Linear-time suffix array construction

These are some notes about linear time suffix array (SA) construction algorithms (SACA’s).

History of suffix array construction algorithms:

  • 1990 first algorithm: Manber and Myers (1993)
  • 2002 small/large suffixes, explained below: Ko and Aluru (2005)
  • 2009 recursion only on LMS suffixes: Nong, Zhang, and Chan (2009)

These slides from Stanford are a nice reference for the last algorithm.

Notation

  • String \(S = s_0\dots s_{n-1}s_n\).
  • $s_n=\$$ is the sentinel, smaller than all other characters.
  • Suffix from \(i\): \(S_i := s_i\dots s_n\).
  • \(i\) indexes the string \(S\).
  • \(j\) indexes the suffix array \(A\).
  • Let \(P_i\) be the position of suffix \(S_i\) in the suffix array.
    • \(A_{P_i} = i\) and \(P_{A_j}=j\) by definition.
  • The previous-suffix and next-suffix of \(S_i\) are \(S_{i-1}\) and \(S_{i+1}\) respectively.

Small and Large suffixes

  • Suffix \(S_i\) is small (S-suffix) when \(S_i < S_{i+1}\). \(S_n\) is small by definition.
  • Suffix \(S_i\) is large (L-suffix) when \(S_i > S_{i+1}\).
  • Equality isn’t possible because of the sentinel.

Then by definition:

  • when \(S_i\) is small: \(P_i < P_{i+1}\), ie S-suffixes come before their next-suffix.
  • when \(S_i\) is large: \(P_i > P_{i+1}\), ie L-suffixes come after their next-suffix.

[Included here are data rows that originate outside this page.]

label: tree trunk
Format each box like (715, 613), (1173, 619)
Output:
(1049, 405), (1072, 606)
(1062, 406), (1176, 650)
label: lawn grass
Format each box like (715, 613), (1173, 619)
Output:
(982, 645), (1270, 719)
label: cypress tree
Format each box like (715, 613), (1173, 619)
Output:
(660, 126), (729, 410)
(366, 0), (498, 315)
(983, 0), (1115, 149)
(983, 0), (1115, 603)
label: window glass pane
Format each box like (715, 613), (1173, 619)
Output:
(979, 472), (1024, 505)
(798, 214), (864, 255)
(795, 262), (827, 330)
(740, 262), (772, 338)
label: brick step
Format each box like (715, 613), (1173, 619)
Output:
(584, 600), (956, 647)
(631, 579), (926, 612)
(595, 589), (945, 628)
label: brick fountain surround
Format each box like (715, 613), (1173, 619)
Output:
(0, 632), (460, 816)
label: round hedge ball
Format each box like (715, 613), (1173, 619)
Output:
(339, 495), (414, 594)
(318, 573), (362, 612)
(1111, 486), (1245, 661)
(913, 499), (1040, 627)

Lemma 1: When an S-suffix and L-suffix start with the same character \(c\), the L-suffix comes before the S-suffix in the suffix array.

Proof:

  • The S-suffix is of the form $c^x d …$, with \(d>c\) and \(x>0\).
  • The L-suffix is of the form $c^y b …$, with \(b<c\) and \(y>0\).
  • Since \(b<c<d\), no matter what \(x\) and \(y\) are, the L-suffix is less than the S-suffix.

Building the suffix array from a smaller one

It turns out we can build the SA of \(S\) once we know the SA-order of all small suffixes.

Lemma 2: The set of L-suffixes $\{S_i : s_i =c \text{ and $S_i$ is large }\}$ starting with the same character \(c\) occurs in the same order in the SA as the corresponding next-suffixes \(S_{i+1}\).

Proof: This follows simply from the fact that a set of strings starting with \(c\) can be sorted by only comparing them from the second character onward.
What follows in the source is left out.